Au terme de la saison, Mehdi Carcela, l’enfant de la Cité ardente devrait quitter pour la troisième fois la maison rouche. Retour sur une campagne 2018-2019 contrastée.

Mehdi Carcela aime le mauve. Ou plutôt, il est rare qu’il ne se sublime pas quand Anderlecht s’inscrit au programme. Il y a quasiment un an, le 18 avril 2018, l’international marocain, brassard autour du bras, avait inscrit le but de la victoire (2-1) à la sortie d’une spéciale Carcela, façon Arjen Robben : contrôle du gauche côté droit, dribble intérieur devant Ivan Obradovic et finition enroulée hors de portée de Matz Sels. Sept ans plus tôt déjà, le 14 mai 2011, toujours en plays-offs 1, le génial gaucher avait conclu une action similaire, avec le pauvre Roland Juhasz dans le rôle d’Obradovic.

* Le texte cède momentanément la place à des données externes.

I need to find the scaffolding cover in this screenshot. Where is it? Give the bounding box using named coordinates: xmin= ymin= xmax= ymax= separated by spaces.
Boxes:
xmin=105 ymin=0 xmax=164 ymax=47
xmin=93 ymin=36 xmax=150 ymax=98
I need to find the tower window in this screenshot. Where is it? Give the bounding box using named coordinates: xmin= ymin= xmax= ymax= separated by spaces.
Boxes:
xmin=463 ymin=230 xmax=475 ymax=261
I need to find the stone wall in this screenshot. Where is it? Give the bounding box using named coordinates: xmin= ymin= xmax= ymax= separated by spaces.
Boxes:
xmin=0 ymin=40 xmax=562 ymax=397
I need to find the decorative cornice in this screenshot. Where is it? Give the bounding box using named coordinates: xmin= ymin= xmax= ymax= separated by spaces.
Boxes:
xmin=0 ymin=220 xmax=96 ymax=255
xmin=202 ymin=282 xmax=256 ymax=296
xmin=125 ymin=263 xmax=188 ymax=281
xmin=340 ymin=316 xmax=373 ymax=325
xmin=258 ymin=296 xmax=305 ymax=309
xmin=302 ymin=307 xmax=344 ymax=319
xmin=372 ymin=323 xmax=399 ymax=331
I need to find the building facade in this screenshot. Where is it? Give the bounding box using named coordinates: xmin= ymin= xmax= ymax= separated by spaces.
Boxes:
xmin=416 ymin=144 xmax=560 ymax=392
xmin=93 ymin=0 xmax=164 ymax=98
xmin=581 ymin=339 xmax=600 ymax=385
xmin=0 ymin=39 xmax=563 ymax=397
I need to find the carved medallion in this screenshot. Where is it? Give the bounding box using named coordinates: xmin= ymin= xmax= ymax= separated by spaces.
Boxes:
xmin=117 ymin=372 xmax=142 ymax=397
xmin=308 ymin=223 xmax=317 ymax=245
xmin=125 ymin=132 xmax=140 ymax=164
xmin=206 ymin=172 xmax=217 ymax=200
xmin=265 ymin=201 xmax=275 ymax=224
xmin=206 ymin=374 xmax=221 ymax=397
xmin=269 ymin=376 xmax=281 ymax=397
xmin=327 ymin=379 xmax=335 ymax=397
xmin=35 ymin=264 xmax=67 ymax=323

L’an dernier, au coeur d’une campagne sous forme de montagne russe, Mehdi Carcela avait alors enfilé les habits du sauveur. Arrivé de Grèce, à la toute fin du mercato hivernal, il avait été décisif à cinq reprises (2 buts et 3 assists) sur les six rencontres de saison régulière qu’il restait à disputer pour arracher, au bout du suspense, le précieux sésame pour des PO1 qu’il allait totalement dynamiter (3 buts et 6 assists). De quoi loger le Standard de Ricardo Sa Pinto à la seconde place.

Cette saison, le Belgo-Marocain n’affiche plus le même rendement. Avec 4 buts et 7 assists au compteur en 28 rencontres de saison régulière, le bilan chiffré est indigne d’un talent pourtant hors norme. Alors, comment expliquer cette saison contrastée entre coups d’éclats et coups de mou ?

Revalorisation salariale

Tout avait assez mal commencé. À la sortie d’une Coupe du Monde – qui devait être le climax de sa carrière et dont il ressortira déçu, ne disputant que 15 petites minutes face au Portugal – Mehdi Carcela avait créé la première polémique du Standard version MPH. Attendu le lundi 16 juillet, l’international marocain n’allait jamais se présenter aux entraînements. Quatre jours plus tard, avec ses casquettes de coach et de vice-président, Michel Preud’homme sortait de sa boîte de façon plutôt cash.

 » L’histoire est compliquée, parce que c’était vraiment inattendu. Son option de transfert a été levée le dernier jour, le président avait une somme de transfert définie, et il avait promis à son agent que si cette somme diminuait, ce serait au profit du joueur, que le Standard ne « gagnerait rien » là-dessus. Le Standard avait promis un beau geste si la somme de transfert était moindre, mais cela n’a finalement pas été le cas. Pour nous, c’est ennuyant. Si on avait su il y a un mois que Mehdi ne reviendrait pas, cet argent-là, on l’aurait utilisé pour acheter un bon joueur qui aurait fait toute la préparation avec nous. « 

Dans le clan Carcela, on reprochait à la direction rouche une gestion plus que maladroite du dossier qui entourait sa levée d’option. Quant au joueur, il n’a jusqu’aujourd’hui jamais vraiment digéré la promesse non tenue en fin de saison dernière d’une augmentation salariale (ce que le club réfute), qui n’arrivera jamais sur la table.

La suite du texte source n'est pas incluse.